Rather than relying on far-off negative-emissions technologies, Paris needed to deliver a low-carbon road map for today, argues Kevin Anderson in Nature. (A longer version of this article can be found here.)
The climate agreement delivered earlier this month in Paris is a genuine triumph of international diplomacy. It is a tribute to how France was able to bring a fractious world together. And it is testament to how assiduous and painstaking science can defeat the unremitting programme of misinformation that is perpetuated by powerful vested interests. It is the twenty-first century’s equivalent to the victory of heliocentrism over the inquisition. Yet it risks being total fantasy.
Let’s be clear, the international community not only acknowledged the seriousness of climate change, it also demonstrated sufficient unanimity to define it quantitatively: to hold “the increase in … temperature to well below 2°C … and to pursue efforts to limit the temperature increase to 1.5°C”.
To achieve such goals demands urgent and significant cuts in emissions. But rather than requiring that nations reduce emissions in the short-to-medium term, the Paris agreement instead rests on the assumption that the world will successfully suck the carbon pollution it produces back from the atmosphere in the longer term. A few years ago, these exotic Dr Strangelove options were discussed only as last-ditch contingencies. Now they are Plan A.
Governments, prompted by their advisers, have plumped for BECCS (biomass energy carbon capture and storage) as the most promising ‘negative-emissions technology’.
What does BECCS entail? Apportioning huge swathes of the planet’s landmass to the growing of bioenergy crops (from big trees to tall grasses) — which absorb carbon dioxide through photosynthesis as they grow. Periodically, these crops are harvested, processed for worldwide travel and shipped around the globe before finally being combusted in thermal power stations. The CO2 is then stripped from the waste gases, compressed (almost to a liquid), pumped through large pipes over potentially very long distances and finally stored deep underground in various geological formations (from exhausted oil and gas reservoirs through to saline aquifers) for a millennium or so.
The unquestioned reliance on negative-emission technologies to deliver on the Paris goals is the greatest threat to the new agreement. Yet BECCS, or even negative-emission technologies, received no direct reference throughout the 32-page package.

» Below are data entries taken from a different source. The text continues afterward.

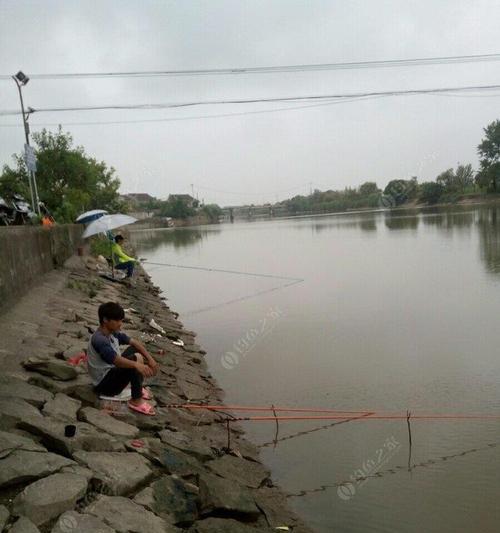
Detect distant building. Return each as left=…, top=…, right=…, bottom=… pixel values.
left=120, top=193, right=159, bottom=219
left=121, top=193, right=156, bottom=206
left=168, top=194, right=196, bottom=208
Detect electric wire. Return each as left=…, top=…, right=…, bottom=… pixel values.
left=2, top=52, right=500, bottom=80
left=1, top=83, right=500, bottom=117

Despite this, the framing of the 2°C goal and, even more, the 1.5°C one, is premised on the massive uptake of BECCS some time in the latter half of the century. Disturbingly, this is also the case for most of the temperature estimates ascribed to the outcome of the voluntary emissions cuts made by nations before the Paris meeting.
The scale of the assumption is breathtaking. It would be the equivalent of decades of planting and harvesting of energy crops over an area of one to three times that of India. At the same time, the aviation industry envisages powering its planes with biofuel, the shipping industry is seriously considering biomass to propel its ships and the chemical sector sees biomass as a potential feedstock — and by then there will be 9 billion or so human mouths to feed. This crucial assumption deserves wider scrutiny.

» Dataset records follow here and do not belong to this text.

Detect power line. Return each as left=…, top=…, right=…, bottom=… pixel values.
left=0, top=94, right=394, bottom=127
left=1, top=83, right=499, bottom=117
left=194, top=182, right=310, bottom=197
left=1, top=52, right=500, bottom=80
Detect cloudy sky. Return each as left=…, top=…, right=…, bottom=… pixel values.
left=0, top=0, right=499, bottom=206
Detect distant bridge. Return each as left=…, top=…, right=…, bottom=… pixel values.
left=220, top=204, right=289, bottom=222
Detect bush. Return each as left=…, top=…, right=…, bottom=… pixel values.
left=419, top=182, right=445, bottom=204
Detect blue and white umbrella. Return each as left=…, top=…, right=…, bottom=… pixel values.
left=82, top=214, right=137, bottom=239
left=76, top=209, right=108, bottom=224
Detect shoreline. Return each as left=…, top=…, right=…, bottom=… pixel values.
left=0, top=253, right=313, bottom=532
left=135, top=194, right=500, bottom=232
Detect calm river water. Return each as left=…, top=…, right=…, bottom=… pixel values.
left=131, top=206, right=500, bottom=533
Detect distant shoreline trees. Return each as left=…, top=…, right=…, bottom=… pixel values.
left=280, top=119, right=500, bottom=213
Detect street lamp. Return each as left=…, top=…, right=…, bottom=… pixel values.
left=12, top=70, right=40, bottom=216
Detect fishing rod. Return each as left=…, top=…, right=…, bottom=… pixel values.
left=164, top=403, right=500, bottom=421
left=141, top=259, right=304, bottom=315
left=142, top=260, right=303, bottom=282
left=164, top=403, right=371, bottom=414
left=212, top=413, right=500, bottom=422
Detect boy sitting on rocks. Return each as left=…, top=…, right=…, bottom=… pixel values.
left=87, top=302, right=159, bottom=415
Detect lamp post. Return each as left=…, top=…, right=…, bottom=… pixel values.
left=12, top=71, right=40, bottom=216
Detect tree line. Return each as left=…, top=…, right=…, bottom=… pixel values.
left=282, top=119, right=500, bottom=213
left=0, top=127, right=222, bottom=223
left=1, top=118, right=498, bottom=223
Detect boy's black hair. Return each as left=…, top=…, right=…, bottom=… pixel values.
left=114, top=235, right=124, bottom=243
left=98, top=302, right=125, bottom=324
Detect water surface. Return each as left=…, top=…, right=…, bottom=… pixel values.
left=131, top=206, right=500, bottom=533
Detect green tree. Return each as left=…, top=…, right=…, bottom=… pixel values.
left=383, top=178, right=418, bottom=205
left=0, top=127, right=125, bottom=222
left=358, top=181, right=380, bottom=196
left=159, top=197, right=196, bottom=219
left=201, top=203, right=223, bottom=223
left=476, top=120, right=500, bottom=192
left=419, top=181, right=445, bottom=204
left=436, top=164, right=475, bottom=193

Relying on the promise of industrial-scale negative-emissions technologies to balance the carbon budget was not the only option available in Paris — at least in relation to 2°C.
Reducing emissions in line with 2°C remains a viable goal — just. But rather than rely on post-2050 BECCS, deciding to pursue this alternative approach would have begged profound political, economic and social questions. Questions that undermine a decade of mathematically nebulous green-growth and win–win rhetoric, and questions that the politicians have decided cannot be asked.
Move away from the cosy tenets of contemporary economics and a suite of alternative measures comes into focus. Technologies, behaviours and habits that feed energy demand are all amenable to significant and rapid change. Combine this with an understanding that just 10% of the population is responsible for 50% of emissions, and the rate and scope of what is possible becomes evident.
The allying of deep and early reductions in energy demand with rapid substitution of fossil fuels by zero-carbon alternatives frames a 2°C agenda that does not rely on negative emissions.
So why was this real opportunity muscled out by the economic bouncers in Paris? No doubt there are many elaborate and nuanced explanations — but the headline reason is simple. In true Orwellian style, the political and economic dogma that has come to pervade all facets of society must not be questioned. For many years, green-growth oratory has quashed any voice with the audacity to suggest that the carbon budgets associated with 2°C cannot be reconciled with the mantra of economic growth.
I was in Paris, and there was a real sense of unease among many scientists present. The almost euphoric atmosphere that accompanied the circulation of the various drafts could not be squared with their content. Desperate to maintain order, a club of senior figures and influential handlers briefed against those who dared to say so — just look at some of the Twitter discussions!
It is pantomime season and the world has just gambled its future on the appearance in a puff of smoke of a carbon-sucking fairy godmother. The Paris agreement is a road map to a better future? Oh no it’s not.